Hi,
I only check out the site as often as I check my email. About once a month. I worry each time when it opens slowly or I get a "page cant be displayed" that the site has poofed into the night. Like so many of the users have...
Davd_bob
My BP6 still lives - sort of - it's in bits and pieces. My current main PC is a 2.2GHz Core2Duo O/C to 2.6Ghz. It's running on an Intel DP35DP motherboard, which I really like.
I did not really feel like posting here while my poor BP6 was off duty, replaced by one of those modern, faceless K8-units, dumped in a dark, cold box, where it's only company were the two Celerons...
...but now it is BACK, equipped with 768MB of the finest PC-133 SDRAM, still suffering from some bad caps and a broken coil, but hey, considering its age... and it doesn't show, it works just fine... now in my new HAPC (Home Audio PC), with my trusty old Terratec EWS 64 L soundcard (very good sounding ISA card).
Low quality pictures and more useless info to follow!
Good to see everyone here. I remember when I used to spend allot of time here. I still check it out once in awhile. I still have my original BP6's running. One is a file server and one is just an internet machine. I did however pick up another BP6 off of epay for only $19.00 including a couple of very capable 366's Its now happily got a gig nic and is plugged into the network as a Bittorent machine. Works great.....
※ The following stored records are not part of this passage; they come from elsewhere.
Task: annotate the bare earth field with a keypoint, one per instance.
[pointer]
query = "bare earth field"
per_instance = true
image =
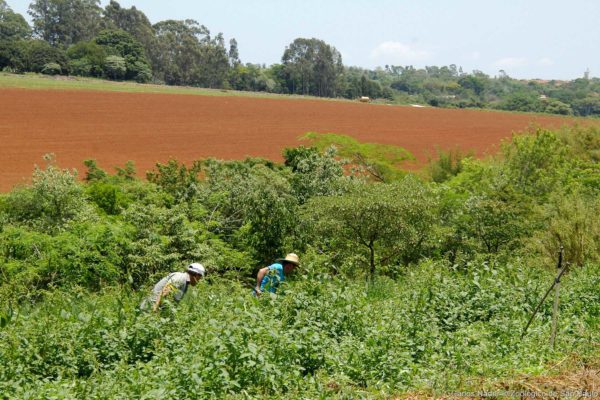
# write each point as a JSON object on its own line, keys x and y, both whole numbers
{"x": 114, "y": 127}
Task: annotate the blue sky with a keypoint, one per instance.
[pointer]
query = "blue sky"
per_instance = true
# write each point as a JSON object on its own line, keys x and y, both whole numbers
{"x": 548, "y": 39}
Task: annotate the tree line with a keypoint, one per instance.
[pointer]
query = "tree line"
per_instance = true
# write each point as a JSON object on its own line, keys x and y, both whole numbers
{"x": 78, "y": 37}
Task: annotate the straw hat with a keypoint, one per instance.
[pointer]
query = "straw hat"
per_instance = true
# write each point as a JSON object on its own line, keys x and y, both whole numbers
{"x": 197, "y": 269}
{"x": 291, "y": 258}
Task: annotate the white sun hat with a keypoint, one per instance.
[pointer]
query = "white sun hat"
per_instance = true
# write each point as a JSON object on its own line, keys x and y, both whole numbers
{"x": 197, "y": 268}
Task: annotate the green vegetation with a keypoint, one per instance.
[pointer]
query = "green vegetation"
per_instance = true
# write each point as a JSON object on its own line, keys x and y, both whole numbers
{"x": 79, "y": 38}
{"x": 403, "y": 281}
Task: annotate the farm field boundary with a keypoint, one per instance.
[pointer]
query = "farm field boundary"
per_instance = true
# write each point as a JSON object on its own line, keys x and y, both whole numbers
{"x": 114, "y": 127}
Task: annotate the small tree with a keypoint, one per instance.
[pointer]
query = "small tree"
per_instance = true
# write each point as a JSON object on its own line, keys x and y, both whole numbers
{"x": 388, "y": 223}
{"x": 115, "y": 67}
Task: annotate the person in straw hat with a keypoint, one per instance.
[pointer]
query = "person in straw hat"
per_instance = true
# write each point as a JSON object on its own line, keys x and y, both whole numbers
{"x": 269, "y": 278}
{"x": 174, "y": 286}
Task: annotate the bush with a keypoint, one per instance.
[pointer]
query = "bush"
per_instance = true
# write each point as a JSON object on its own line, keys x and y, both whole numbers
{"x": 115, "y": 67}
{"x": 51, "y": 69}
{"x": 53, "y": 200}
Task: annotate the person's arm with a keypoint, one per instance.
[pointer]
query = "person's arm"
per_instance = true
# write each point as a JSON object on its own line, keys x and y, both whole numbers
{"x": 259, "y": 277}
{"x": 166, "y": 290}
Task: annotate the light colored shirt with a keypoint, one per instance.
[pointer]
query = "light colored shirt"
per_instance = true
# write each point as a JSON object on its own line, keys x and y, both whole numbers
{"x": 272, "y": 278}
{"x": 177, "y": 281}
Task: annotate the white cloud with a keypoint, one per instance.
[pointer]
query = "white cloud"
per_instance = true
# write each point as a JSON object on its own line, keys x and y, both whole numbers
{"x": 398, "y": 53}
{"x": 510, "y": 62}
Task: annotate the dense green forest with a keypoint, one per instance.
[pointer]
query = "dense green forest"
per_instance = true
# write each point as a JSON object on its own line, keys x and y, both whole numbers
{"x": 408, "y": 281}
{"x": 78, "y": 37}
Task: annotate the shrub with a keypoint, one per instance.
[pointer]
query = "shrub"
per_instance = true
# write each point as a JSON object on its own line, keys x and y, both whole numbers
{"x": 51, "y": 69}
{"x": 115, "y": 67}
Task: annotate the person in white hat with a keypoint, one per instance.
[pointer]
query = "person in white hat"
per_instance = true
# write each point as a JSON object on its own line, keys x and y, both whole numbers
{"x": 175, "y": 284}
{"x": 269, "y": 278}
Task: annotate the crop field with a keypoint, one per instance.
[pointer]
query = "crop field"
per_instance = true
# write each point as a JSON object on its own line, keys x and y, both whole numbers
{"x": 92, "y": 121}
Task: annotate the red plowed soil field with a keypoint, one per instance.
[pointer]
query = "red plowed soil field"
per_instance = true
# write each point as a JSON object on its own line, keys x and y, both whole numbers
{"x": 148, "y": 128}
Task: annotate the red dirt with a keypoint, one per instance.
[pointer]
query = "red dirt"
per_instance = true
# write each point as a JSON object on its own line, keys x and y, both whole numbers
{"x": 148, "y": 128}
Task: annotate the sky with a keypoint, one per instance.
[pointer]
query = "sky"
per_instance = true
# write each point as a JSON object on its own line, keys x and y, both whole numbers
{"x": 528, "y": 39}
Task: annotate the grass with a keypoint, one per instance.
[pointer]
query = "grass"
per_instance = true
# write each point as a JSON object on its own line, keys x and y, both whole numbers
{"x": 46, "y": 82}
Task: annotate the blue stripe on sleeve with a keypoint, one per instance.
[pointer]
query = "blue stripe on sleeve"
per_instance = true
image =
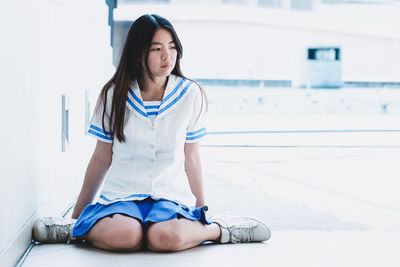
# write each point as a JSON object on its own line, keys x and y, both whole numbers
{"x": 196, "y": 136}
{"x": 151, "y": 107}
{"x": 100, "y": 135}
{"x": 99, "y": 129}
{"x": 196, "y": 132}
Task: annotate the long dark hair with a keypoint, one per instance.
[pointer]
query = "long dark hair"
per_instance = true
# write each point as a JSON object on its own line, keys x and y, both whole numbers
{"x": 130, "y": 68}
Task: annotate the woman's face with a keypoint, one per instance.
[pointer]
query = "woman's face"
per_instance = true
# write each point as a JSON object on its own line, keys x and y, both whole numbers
{"x": 162, "y": 54}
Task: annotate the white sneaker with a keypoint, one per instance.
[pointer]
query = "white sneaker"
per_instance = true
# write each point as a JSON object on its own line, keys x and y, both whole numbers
{"x": 53, "y": 230}
{"x": 241, "y": 229}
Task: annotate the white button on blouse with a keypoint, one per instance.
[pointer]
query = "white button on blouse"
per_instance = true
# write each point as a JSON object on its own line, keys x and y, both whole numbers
{"x": 151, "y": 160}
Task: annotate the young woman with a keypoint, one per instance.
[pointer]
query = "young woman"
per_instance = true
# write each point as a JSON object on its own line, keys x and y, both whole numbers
{"x": 148, "y": 121}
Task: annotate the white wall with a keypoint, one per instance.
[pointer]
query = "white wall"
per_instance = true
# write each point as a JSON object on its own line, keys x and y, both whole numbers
{"x": 48, "y": 48}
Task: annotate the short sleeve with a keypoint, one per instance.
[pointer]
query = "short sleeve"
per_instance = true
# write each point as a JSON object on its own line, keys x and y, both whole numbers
{"x": 196, "y": 129}
{"x": 96, "y": 123}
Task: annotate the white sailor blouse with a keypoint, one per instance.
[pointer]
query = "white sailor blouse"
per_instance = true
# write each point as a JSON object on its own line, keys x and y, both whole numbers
{"x": 151, "y": 160}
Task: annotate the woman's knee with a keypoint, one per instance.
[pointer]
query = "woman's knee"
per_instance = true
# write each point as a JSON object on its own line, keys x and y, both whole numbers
{"x": 165, "y": 236}
{"x": 126, "y": 236}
I see what you mean, although I disagree slightly - the main thing which BeOS had, and I hope Haiku will have, which raised it above the big-hitter desktop OSes, was its low latency with multimedia.
In my work as a sound engineer and music producer, it's a constant struggle to keep latency down. With BeOS, everything was just so responsive from beginning to end, as low latency was a goal of the OS from the outset, unlike with Windows and GNU/Linux.